En
1995, ante la necesidad de articular los programas dirigidos
a los niños, de manera que adquirieran su justa dimensión
en el conjunto de las tareas de la política cultural,
se creó la Coordinación Nacional de Desarrollo
Cultural Infantil.
Este
programa sustantivo en el conjunto de las tareas del conaculta,
partió del reconocimiento de que el arte y la cultura
no podían entenderse simplemente como elementos complementarios
de la formación escolar, sino que se constituían
por sí mismos en forma y contenido.
Los
programas infantiles hacia 1988 se encontraban adscritos
a distintos organismos gubernamentales del sector cultural;
sin embargo, con la creación del Consejo Nacional
para la Cultura y las Artes, fueron dimensionados y recibieron
un tratamiento particular.
Entre
1989 y 1994 se atendió a más de 16 millones
de niños a través del periódico Tiempo
de Niños; de funciones de teatro escolar, visitas
guiadas y talleres en museos; del programa "Mis vacaciones
en la biblioteca"; de colecciones de publicaciones
infantiles; de la Feria Internacional del Libro Infantil
y Juvenil; de las exposiciones itinerantes de "Dibujos
viajeros", entre otros. También, en ese mismo
periodo se editó el Catálogo de cultura infantil.
A
partir de 1995, la política de atención a
los niños fue reorientada. De esta manera, la Coordinación
Nacional de Desarrollo Cultural Infantil, articuló
el concepto de "Alas y raíces a los niños"

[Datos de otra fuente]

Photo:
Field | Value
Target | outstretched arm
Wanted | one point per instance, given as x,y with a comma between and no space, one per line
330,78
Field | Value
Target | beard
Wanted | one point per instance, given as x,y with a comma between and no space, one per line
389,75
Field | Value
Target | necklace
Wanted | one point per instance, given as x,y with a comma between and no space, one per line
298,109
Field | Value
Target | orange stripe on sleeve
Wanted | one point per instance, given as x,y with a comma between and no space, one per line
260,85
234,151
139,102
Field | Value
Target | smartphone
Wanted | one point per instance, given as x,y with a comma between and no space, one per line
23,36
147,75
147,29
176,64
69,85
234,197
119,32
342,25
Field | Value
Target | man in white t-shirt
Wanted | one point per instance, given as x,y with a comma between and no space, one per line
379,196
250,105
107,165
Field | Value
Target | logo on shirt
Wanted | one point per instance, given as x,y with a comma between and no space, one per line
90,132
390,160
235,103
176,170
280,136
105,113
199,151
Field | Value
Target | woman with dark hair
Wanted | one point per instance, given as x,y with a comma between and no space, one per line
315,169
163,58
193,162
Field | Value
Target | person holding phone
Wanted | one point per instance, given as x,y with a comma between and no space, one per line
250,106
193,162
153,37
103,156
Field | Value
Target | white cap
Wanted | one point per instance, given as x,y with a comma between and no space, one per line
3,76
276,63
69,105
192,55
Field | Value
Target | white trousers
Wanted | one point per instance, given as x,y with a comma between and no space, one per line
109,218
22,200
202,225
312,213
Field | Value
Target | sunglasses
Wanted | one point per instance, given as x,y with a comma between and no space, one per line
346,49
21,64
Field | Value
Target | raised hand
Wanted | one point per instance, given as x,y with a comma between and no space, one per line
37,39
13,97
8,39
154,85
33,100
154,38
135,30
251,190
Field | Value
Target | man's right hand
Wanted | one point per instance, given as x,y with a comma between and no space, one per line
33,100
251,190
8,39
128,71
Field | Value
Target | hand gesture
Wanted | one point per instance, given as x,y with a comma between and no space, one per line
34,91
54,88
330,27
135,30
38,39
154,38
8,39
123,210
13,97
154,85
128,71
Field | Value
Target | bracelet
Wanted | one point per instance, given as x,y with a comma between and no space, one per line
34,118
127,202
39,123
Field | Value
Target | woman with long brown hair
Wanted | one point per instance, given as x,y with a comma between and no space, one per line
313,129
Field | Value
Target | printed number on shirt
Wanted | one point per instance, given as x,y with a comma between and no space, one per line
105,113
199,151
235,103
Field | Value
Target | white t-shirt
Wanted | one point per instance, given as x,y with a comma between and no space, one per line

bajo el cual fortaleció los vínculos de la
política cultural con el sistema educativo nacional,
en el ciclo de la educación básica; contribuyó
al desarrollo de la sensibilidad y de los valores culturales
y artísticos; colaboró en la tarea de iniciar
a los niños en la apreciación de las artes
y el disfrute del patrimonio cultural; fomentó la
expresión creativa de la infancia y alentó
la profesionalización de los promotores del desarrollo
de la cultura infantil, así como la creación
cultural para los niños.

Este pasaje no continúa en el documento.